Primary human RPE cells isolated from the eyes of adult donors with and without AMD and human fetal RPE were cultured on Costar transwells with placental extracellular matrix for 3 weeks until a confluent polarized monolayer developed. RPE were exposed to sublethal doses (250-1000uM) tert-butylhydroperoxide (TBHP) or vehicle in media for 1 hour/day for 5 days followed by two days in normal media. Following stress treatment, all media and cells were collected for drusen-related protein and mRNA analysis.
In this model of chronic stress in the cultured RPE, a significant up-regulation in drusen-related proteins occurred in a dose- and time-dependent manner. RPE cells exposed to 5 days of oxidative stress demonstrated an up-regulation in crystallin proteins and other molecular chaperones, pro-angiogenic factors, and other drusen-related proteins. These proteins found to be up-regulated in the in vitro model are up-regulated in RPE of human AMD eyes and serve as molecular markers for AMD.

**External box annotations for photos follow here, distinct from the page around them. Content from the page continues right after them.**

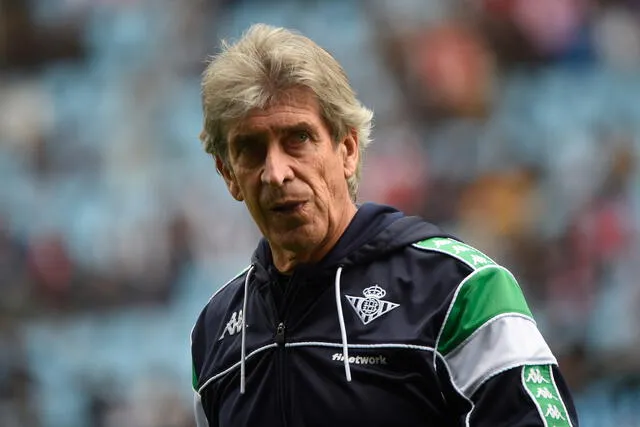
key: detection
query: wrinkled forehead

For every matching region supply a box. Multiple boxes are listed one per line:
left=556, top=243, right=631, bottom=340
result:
left=227, top=87, right=326, bottom=141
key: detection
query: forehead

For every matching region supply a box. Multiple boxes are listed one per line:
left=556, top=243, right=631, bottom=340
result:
left=229, top=88, right=324, bottom=140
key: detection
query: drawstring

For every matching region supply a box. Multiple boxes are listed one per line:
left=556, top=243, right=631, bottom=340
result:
left=335, top=267, right=351, bottom=382
left=240, top=264, right=254, bottom=394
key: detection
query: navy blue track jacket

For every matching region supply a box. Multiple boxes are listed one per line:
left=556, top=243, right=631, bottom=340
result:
left=191, top=204, right=578, bottom=427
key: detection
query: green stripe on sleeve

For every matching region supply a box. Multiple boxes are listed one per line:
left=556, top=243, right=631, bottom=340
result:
left=414, top=237, right=495, bottom=270
left=437, top=265, right=533, bottom=356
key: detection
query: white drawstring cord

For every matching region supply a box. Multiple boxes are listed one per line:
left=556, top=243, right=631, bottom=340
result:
left=240, top=265, right=253, bottom=394
left=335, top=267, right=351, bottom=382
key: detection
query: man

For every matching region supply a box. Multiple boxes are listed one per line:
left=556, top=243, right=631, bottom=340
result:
left=191, top=25, right=578, bottom=427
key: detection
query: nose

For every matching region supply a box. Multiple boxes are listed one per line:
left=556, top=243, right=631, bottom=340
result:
left=262, top=144, right=293, bottom=187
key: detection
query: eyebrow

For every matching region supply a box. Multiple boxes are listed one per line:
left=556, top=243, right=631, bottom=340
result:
left=231, top=120, right=318, bottom=144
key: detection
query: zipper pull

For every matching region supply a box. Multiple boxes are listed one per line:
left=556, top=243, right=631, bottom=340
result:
left=276, top=322, right=285, bottom=345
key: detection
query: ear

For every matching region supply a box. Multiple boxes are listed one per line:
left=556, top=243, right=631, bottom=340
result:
left=341, top=129, right=360, bottom=178
left=216, top=156, right=244, bottom=202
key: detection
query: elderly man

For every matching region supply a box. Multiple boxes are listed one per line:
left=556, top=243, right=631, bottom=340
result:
left=191, top=25, right=578, bottom=427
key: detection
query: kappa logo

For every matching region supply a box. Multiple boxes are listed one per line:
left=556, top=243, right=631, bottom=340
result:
left=345, top=285, right=400, bottom=325
left=218, top=310, right=242, bottom=341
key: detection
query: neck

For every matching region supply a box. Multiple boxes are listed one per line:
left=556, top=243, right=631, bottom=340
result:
left=270, top=203, right=358, bottom=274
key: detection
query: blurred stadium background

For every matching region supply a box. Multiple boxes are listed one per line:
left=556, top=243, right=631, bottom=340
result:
left=0, top=0, right=640, bottom=427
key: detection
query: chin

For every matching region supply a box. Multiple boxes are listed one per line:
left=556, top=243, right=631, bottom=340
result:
left=270, top=227, right=322, bottom=253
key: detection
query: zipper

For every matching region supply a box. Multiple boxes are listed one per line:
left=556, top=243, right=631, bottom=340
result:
left=276, top=322, right=286, bottom=347
left=275, top=321, right=288, bottom=427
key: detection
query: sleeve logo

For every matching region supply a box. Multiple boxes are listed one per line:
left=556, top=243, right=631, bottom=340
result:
left=522, top=365, right=572, bottom=427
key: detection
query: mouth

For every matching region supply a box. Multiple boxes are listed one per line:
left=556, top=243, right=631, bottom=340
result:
left=271, top=201, right=306, bottom=215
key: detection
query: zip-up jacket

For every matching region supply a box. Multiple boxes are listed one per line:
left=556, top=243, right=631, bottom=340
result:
left=191, top=204, right=578, bottom=427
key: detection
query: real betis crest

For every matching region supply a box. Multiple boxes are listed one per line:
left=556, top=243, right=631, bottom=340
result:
left=345, top=285, right=400, bottom=325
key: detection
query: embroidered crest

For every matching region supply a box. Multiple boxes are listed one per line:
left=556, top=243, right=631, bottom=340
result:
left=345, top=285, right=400, bottom=325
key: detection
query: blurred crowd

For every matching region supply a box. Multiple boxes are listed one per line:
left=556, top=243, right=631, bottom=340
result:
left=0, top=0, right=640, bottom=427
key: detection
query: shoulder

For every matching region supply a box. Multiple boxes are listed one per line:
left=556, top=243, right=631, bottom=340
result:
left=191, top=266, right=250, bottom=345
left=412, top=237, right=497, bottom=271
left=413, top=238, right=557, bottom=396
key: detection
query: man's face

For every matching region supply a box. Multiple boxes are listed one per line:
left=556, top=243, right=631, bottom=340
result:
left=217, top=88, right=358, bottom=268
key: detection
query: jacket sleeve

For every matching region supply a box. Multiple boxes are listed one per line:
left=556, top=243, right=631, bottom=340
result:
left=468, top=365, right=578, bottom=427
left=416, top=239, right=578, bottom=427
left=191, top=309, right=209, bottom=427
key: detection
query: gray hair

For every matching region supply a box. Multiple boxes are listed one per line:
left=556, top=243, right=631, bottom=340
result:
left=200, top=24, right=373, bottom=201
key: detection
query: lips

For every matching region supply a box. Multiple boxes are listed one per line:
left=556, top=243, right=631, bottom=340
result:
left=271, top=200, right=305, bottom=213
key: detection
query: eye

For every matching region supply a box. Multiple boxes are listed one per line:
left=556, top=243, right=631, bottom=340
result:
left=293, top=130, right=311, bottom=143
left=296, top=131, right=311, bottom=142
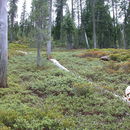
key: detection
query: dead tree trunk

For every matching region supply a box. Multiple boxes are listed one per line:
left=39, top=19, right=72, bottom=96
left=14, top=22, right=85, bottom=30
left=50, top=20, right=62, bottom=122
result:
left=47, top=0, right=52, bottom=58
left=0, top=0, right=8, bottom=88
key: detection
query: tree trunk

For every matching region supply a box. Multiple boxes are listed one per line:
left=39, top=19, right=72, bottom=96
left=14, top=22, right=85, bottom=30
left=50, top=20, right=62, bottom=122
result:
left=0, top=0, right=8, bottom=88
left=71, top=0, right=74, bottom=20
left=80, top=0, right=90, bottom=49
left=92, top=0, right=97, bottom=48
left=47, top=0, right=52, bottom=58
left=67, top=32, right=72, bottom=49
left=112, top=0, right=117, bottom=48
left=37, top=36, right=41, bottom=67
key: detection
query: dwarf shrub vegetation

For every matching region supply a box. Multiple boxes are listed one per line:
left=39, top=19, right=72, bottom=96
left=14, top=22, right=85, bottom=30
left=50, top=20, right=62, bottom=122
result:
left=0, top=48, right=130, bottom=130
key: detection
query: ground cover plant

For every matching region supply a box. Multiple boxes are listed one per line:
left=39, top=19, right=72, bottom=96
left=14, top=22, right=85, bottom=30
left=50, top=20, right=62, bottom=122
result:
left=0, top=46, right=130, bottom=130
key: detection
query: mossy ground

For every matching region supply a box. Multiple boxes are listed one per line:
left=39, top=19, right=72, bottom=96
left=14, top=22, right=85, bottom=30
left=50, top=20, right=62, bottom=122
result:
left=0, top=45, right=130, bottom=130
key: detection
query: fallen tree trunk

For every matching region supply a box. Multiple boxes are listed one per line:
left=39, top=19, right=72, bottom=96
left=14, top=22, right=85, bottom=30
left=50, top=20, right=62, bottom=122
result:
left=50, top=59, right=70, bottom=72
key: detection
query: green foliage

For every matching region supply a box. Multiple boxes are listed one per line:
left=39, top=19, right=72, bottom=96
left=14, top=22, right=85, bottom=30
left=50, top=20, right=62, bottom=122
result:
left=0, top=49, right=130, bottom=130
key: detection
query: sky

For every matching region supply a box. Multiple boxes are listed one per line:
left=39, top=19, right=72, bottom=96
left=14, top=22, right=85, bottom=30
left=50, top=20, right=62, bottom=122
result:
left=17, top=0, right=71, bottom=22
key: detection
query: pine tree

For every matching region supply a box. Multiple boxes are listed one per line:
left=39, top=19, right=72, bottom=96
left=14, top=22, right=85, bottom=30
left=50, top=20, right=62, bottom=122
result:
left=0, top=0, right=8, bottom=88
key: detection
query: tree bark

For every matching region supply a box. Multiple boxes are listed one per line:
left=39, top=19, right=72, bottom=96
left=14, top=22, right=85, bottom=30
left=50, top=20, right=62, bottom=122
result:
left=47, top=0, right=52, bottom=58
left=92, top=0, right=97, bottom=48
left=80, top=0, right=90, bottom=49
left=0, top=0, right=8, bottom=88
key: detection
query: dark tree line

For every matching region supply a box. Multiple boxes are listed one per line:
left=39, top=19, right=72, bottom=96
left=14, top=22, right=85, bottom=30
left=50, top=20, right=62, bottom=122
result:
left=8, top=0, right=130, bottom=49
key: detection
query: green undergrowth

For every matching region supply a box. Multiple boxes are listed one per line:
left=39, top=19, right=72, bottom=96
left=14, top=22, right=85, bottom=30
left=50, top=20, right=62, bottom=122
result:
left=0, top=49, right=130, bottom=130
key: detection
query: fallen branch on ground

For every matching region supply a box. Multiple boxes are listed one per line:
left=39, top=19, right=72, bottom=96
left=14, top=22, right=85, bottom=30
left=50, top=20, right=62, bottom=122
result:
left=50, top=59, right=70, bottom=72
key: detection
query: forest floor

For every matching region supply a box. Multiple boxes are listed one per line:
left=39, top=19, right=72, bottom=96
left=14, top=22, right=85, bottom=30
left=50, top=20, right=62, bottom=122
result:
left=0, top=45, right=130, bottom=130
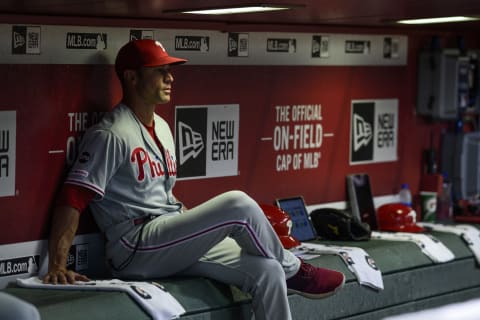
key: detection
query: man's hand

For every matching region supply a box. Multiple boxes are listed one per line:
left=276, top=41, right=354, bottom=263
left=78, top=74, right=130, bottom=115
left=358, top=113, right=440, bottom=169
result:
left=43, top=269, right=90, bottom=284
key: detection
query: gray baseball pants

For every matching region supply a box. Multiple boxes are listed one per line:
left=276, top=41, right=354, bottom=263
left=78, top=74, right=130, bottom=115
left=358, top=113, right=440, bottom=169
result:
left=106, top=191, right=300, bottom=320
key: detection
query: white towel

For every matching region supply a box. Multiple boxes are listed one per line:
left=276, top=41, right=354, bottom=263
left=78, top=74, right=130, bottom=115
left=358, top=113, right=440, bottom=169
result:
left=371, top=231, right=455, bottom=263
left=418, top=222, right=480, bottom=263
left=296, top=242, right=383, bottom=290
left=17, top=277, right=185, bottom=320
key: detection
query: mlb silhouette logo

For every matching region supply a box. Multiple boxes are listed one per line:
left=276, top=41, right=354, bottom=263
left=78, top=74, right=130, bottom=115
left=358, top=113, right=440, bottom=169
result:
left=350, top=102, right=375, bottom=162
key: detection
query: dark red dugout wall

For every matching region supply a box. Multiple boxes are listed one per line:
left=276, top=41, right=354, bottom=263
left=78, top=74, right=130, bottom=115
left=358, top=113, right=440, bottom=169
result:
left=0, top=21, right=478, bottom=244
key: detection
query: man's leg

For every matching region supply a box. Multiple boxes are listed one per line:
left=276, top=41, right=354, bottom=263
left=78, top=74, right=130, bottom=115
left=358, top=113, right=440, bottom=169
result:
left=181, top=238, right=291, bottom=320
left=107, top=191, right=300, bottom=278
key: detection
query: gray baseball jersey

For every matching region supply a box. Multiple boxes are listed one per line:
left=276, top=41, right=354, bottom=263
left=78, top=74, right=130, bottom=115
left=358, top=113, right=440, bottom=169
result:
left=66, top=105, right=300, bottom=320
left=65, top=104, right=181, bottom=231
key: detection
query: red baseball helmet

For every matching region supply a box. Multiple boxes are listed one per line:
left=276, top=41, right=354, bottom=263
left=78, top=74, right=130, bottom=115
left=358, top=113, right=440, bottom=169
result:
left=260, top=204, right=300, bottom=249
left=377, top=203, right=425, bottom=232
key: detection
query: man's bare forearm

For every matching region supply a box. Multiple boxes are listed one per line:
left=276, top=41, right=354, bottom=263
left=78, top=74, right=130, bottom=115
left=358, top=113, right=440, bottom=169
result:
left=43, top=206, right=89, bottom=284
left=48, top=206, right=80, bottom=271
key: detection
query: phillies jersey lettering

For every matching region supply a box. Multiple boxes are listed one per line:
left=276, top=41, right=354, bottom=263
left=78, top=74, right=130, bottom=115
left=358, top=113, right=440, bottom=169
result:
left=130, top=147, right=177, bottom=181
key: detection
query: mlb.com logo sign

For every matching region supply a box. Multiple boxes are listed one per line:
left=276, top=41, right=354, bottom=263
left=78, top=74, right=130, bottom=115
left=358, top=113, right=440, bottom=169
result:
left=175, top=104, right=240, bottom=179
left=350, top=99, right=398, bottom=164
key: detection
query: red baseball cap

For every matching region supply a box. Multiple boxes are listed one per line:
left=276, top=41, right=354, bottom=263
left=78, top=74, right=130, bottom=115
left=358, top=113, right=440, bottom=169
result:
left=115, top=39, right=187, bottom=75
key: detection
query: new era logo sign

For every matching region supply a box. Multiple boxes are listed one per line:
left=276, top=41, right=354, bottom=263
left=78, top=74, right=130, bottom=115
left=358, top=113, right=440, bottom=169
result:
left=175, top=105, right=239, bottom=179
left=350, top=99, right=398, bottom=164
left=178, top=121, right=205, bottom=165
left=353, top=113, right=373, bottom=152
left=350, top=102, right=375, bottom=162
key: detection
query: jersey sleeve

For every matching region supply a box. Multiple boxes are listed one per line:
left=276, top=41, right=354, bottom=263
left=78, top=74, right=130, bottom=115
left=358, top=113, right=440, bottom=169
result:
left=57, top=183, right=96, bottom=213
left=65, top=130, right=126, bottom=198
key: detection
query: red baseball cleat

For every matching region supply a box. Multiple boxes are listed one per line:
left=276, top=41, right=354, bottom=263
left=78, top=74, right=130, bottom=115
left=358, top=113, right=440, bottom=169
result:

The in vitro RPE model of chronic oxidative stress demonstrates that reactive oxygen species alone are capable of inducing the RPE to up-regulate expression of drusen-related proteins. This AMD model demonstrates that cells change significantly when exposed to chronic stress conditions (>48 hours) and that acute stress conditions (<48 hours) in culture may be less optimal for modeling of diseases where chronic stress is implicated. The results of this study suggest that the initial formation of drusen in dry AMD could be in large part initiated by chronic oxidative stress. The results of this study confirm this long held hypothesis about the pathophysiologic mechanism of drusen formation and suggest specific targets involved in the oxidative stress response as new targets for the development of therapeutics for dry AMD.